José Ramón Iturriaga, Abante’s partner and fund manager, explains the status of listed Spanish real estate: “What? the market is waiting for the 2008 price, which will not be produced. The cheapest way to buy bricks is through the stock market, because you do it at discounts that are not justified and are a result of the slowdown in the market.” The fund manager said, “You can’t get an apartment, a building, or what some big companies like Aedas Homes or Lar España offer through dividends.”

There were major revaluations in the Spanish real estate sector at the beginning of the year. The largest is the Arima Real Estate company, led by the founders of the extinct Axiare. At the close of yesterday’s trading day, approximately 22% increase so far this yeardespite reaching 27%. However, this company does not enjoy a liquid price in its shares, as only a few thousand shares are traded each day.

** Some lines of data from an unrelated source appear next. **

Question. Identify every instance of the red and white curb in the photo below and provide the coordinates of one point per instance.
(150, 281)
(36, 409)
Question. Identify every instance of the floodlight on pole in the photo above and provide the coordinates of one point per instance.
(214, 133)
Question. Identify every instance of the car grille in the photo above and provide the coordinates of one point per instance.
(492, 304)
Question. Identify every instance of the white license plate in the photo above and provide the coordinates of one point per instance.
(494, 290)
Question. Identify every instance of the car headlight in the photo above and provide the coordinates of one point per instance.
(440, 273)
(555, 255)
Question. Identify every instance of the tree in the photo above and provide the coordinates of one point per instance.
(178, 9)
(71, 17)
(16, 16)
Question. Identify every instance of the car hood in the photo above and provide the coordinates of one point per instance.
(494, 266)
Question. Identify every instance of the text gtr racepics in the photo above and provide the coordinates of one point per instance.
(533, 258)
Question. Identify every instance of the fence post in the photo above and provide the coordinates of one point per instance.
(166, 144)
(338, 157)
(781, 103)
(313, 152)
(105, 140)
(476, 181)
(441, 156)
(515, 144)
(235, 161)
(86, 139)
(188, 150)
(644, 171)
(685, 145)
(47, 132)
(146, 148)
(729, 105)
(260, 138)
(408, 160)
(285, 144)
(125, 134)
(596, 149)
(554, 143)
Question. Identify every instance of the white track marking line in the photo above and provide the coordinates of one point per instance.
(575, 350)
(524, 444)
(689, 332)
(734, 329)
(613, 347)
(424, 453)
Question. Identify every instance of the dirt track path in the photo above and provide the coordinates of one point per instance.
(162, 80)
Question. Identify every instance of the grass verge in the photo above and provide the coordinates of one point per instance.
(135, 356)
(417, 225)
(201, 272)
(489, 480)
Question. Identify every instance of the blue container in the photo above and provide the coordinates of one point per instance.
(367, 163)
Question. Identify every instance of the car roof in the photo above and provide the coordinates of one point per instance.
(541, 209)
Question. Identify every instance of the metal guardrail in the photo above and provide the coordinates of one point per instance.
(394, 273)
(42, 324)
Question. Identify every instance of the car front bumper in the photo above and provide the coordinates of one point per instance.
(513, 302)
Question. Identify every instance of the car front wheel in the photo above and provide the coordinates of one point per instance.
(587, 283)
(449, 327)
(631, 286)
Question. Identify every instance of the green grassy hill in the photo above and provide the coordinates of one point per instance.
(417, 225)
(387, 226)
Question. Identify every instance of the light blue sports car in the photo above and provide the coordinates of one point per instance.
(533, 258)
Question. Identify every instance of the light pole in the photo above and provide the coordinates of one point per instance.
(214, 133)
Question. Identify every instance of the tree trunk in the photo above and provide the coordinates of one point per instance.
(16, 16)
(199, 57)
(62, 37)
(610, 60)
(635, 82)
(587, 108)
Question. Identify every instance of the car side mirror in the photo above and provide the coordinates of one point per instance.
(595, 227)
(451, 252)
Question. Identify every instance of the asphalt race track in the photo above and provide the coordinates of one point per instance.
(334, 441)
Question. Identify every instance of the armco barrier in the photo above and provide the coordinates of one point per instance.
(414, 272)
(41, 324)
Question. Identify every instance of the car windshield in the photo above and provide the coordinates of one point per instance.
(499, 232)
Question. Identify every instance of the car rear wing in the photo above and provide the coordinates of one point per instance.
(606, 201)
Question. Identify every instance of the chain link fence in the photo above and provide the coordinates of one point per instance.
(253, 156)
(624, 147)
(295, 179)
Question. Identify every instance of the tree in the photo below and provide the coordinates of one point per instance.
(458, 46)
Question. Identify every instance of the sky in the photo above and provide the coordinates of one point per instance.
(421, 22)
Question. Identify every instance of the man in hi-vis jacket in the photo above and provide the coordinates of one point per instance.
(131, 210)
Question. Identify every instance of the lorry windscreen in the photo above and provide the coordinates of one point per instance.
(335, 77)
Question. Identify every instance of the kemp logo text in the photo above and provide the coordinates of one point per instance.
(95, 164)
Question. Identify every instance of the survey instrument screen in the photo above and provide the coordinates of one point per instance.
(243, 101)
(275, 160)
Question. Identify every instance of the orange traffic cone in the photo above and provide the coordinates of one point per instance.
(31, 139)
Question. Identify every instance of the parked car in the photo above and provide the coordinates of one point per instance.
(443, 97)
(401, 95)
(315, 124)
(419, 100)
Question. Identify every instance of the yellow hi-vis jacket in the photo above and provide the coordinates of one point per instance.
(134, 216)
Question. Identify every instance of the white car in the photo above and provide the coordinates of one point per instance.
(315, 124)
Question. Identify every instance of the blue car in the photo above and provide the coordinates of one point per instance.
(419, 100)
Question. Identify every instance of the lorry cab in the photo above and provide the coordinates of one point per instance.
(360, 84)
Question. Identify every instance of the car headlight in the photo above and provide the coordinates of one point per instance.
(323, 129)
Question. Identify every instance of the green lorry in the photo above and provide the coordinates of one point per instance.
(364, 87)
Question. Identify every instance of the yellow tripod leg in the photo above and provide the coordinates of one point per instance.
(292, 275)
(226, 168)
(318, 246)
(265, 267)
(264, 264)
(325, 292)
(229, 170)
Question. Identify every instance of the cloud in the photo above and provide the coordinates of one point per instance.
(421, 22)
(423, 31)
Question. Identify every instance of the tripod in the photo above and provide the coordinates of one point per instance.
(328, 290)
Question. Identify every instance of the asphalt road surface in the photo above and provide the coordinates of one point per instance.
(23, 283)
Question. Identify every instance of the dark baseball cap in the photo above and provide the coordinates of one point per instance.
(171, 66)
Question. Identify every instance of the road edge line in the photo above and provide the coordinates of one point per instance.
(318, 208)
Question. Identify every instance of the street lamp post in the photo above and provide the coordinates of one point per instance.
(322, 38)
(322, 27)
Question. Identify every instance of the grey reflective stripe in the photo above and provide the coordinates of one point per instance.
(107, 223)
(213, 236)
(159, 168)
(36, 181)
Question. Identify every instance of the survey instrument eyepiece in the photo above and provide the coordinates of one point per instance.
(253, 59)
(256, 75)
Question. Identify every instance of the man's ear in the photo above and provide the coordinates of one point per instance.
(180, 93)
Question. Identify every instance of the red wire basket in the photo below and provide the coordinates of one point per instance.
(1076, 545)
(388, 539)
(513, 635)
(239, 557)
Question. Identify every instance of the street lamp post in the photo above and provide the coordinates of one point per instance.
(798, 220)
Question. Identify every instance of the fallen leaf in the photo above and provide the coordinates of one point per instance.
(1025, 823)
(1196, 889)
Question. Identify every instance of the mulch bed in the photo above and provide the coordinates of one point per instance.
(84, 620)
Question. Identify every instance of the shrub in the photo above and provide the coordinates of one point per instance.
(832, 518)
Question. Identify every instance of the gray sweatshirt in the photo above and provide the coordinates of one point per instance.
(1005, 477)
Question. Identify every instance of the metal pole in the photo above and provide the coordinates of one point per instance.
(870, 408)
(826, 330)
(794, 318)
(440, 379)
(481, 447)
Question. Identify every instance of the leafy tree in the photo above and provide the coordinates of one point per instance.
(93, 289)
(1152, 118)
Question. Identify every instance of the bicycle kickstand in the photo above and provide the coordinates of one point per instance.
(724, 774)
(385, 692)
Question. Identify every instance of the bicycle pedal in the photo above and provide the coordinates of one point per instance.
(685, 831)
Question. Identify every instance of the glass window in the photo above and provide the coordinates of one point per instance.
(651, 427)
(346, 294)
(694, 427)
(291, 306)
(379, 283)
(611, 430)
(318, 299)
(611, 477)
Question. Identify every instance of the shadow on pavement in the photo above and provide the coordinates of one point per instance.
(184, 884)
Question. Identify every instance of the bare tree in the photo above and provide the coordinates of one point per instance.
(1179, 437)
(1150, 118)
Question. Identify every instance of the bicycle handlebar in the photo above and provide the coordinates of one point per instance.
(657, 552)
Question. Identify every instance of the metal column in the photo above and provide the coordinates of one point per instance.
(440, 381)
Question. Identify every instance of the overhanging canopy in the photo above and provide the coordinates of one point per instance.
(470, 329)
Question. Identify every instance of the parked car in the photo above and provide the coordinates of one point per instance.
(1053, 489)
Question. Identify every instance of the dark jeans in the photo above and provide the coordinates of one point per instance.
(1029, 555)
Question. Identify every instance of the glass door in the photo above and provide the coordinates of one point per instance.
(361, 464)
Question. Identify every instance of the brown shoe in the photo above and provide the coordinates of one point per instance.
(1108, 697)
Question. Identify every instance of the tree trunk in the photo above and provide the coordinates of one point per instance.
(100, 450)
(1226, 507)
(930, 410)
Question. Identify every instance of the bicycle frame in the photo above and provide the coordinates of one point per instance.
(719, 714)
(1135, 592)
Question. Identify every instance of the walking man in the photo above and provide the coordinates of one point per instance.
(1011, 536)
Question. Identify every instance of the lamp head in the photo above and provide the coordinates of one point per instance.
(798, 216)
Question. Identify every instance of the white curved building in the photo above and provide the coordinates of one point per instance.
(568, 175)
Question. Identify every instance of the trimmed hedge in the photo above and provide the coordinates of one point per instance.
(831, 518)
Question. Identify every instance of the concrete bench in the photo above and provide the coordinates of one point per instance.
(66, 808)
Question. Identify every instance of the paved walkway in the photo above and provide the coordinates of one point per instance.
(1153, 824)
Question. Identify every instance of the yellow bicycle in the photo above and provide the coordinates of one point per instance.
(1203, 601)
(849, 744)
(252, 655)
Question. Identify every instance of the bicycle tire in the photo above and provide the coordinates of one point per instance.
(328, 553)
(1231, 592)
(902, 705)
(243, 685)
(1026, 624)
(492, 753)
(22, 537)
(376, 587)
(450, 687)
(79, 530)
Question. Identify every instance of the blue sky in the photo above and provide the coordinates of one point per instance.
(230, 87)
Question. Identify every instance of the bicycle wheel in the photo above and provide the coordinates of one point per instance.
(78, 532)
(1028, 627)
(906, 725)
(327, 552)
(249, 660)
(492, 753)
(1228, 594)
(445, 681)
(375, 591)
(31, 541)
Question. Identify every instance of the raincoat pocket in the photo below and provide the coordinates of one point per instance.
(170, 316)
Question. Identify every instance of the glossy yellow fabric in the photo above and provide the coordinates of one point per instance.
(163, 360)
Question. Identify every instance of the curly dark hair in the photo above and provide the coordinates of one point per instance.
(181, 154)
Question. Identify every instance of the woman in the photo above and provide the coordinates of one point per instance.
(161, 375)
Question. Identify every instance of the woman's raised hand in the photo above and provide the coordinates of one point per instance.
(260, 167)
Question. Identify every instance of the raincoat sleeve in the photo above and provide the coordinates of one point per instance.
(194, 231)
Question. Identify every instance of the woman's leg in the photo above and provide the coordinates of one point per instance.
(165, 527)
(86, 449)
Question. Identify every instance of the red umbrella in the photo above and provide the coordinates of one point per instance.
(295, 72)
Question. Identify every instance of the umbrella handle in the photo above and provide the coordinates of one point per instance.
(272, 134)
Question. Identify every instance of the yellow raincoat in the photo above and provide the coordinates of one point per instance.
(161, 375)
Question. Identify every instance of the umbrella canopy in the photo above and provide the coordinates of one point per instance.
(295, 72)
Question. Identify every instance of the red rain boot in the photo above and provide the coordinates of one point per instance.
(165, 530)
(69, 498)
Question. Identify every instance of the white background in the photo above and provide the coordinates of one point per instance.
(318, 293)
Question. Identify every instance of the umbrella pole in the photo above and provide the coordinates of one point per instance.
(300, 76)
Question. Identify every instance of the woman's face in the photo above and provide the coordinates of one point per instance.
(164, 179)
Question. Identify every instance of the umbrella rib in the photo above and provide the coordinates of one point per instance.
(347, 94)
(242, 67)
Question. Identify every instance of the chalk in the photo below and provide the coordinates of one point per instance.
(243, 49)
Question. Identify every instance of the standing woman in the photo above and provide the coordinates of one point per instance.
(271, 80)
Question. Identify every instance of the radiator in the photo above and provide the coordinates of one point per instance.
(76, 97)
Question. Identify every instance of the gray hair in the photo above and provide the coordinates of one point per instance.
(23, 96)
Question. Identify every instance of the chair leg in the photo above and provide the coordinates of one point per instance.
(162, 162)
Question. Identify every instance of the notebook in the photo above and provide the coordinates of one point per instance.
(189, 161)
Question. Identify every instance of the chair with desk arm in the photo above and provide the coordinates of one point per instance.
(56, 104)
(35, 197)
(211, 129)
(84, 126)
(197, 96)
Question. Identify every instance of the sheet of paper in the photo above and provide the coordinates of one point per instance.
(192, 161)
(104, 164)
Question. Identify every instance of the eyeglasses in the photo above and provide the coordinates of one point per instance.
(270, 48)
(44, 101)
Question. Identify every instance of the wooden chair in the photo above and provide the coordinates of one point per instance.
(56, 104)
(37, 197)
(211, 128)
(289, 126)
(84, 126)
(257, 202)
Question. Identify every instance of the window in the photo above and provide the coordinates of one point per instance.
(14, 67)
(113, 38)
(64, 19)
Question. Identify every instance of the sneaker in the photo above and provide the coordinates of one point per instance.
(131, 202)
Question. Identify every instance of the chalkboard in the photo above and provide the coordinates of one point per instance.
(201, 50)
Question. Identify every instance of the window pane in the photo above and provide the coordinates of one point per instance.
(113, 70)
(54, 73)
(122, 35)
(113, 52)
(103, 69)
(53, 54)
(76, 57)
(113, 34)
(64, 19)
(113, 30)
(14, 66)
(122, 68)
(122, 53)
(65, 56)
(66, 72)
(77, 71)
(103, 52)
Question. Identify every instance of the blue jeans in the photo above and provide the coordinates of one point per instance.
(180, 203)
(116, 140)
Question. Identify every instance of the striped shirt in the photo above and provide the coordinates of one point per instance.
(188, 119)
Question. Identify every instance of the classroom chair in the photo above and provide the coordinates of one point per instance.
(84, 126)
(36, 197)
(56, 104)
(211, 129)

Developers are among those who have this liquidity and have also seen huge increases in their prices. Neinor Houses and Catalan Institutional Revenue increased by 14.27% and 18.75%, respectively. The developer, led by Borja García-Egotxeaga, has seen a 32% increase in the stock market since October when it hit its last lows. Its revenue graph is similar to Neinor’s, up 46% over the last four months.

Developer sector maintains rate

Aedas HousesThe other major Spanish organizer, along with Neinor up 5.26% so far this year. The company, mostly owned by the US-owned Castlelake fund, touched 12.5 euros per share in December, closing a 30% rally to 16 euros and then falling to 15 euros. It currently yields a dividend yield of over 11%.

The third listed developer, for his part, MetrovacesaControlled by Banco Santander, BBVA and Carlos Slim, increased by 8.78% in 2023. This company has been trading very steadily between 6 and 8 euros for over three years, while continuing to distribute double-digit dividends among its shareholders.

Smaller in size and much more volatile, Montebalito rose 20% on the stock market in 2023. His situation, however, is paradoxical, as after a close to 50% gain since January, the company has published a relevant fact to make sure it doesn’t understand why the stock has gone up this much or why so many have been traded. although he admitted that he was diving into the search for new investors for the company.

patrimonialists

The great wealthy socimis showed erratic behavior. On the one hand, ColonialAccumulating a huge drop through 2022, this 2023 increased close to 9%. His great rival Merlin FeaturesIn the first two months of the year, it remained flat. timid 1% revaluation. s Spainspecialist in shopping centers, Top rising 10.93% at the beginning of 2023. On the contrary, reality It is the real estate agency that has fallen the most, with a rate close to 3%. insurewhich makes it 1.33%.

José Ramón Iturriaga believes that for real estate companies to rise in the stock market, it is necessary to wait for the stability of rates: “Once we have a clear reference of where rates will stabilize, what determines the price of all assets, we will have more clearly. There is not much justification for the discount made according to the value of the assets for companies to be listed on the stock exchange. Right now I see everything as an opportunity rather than a risk.”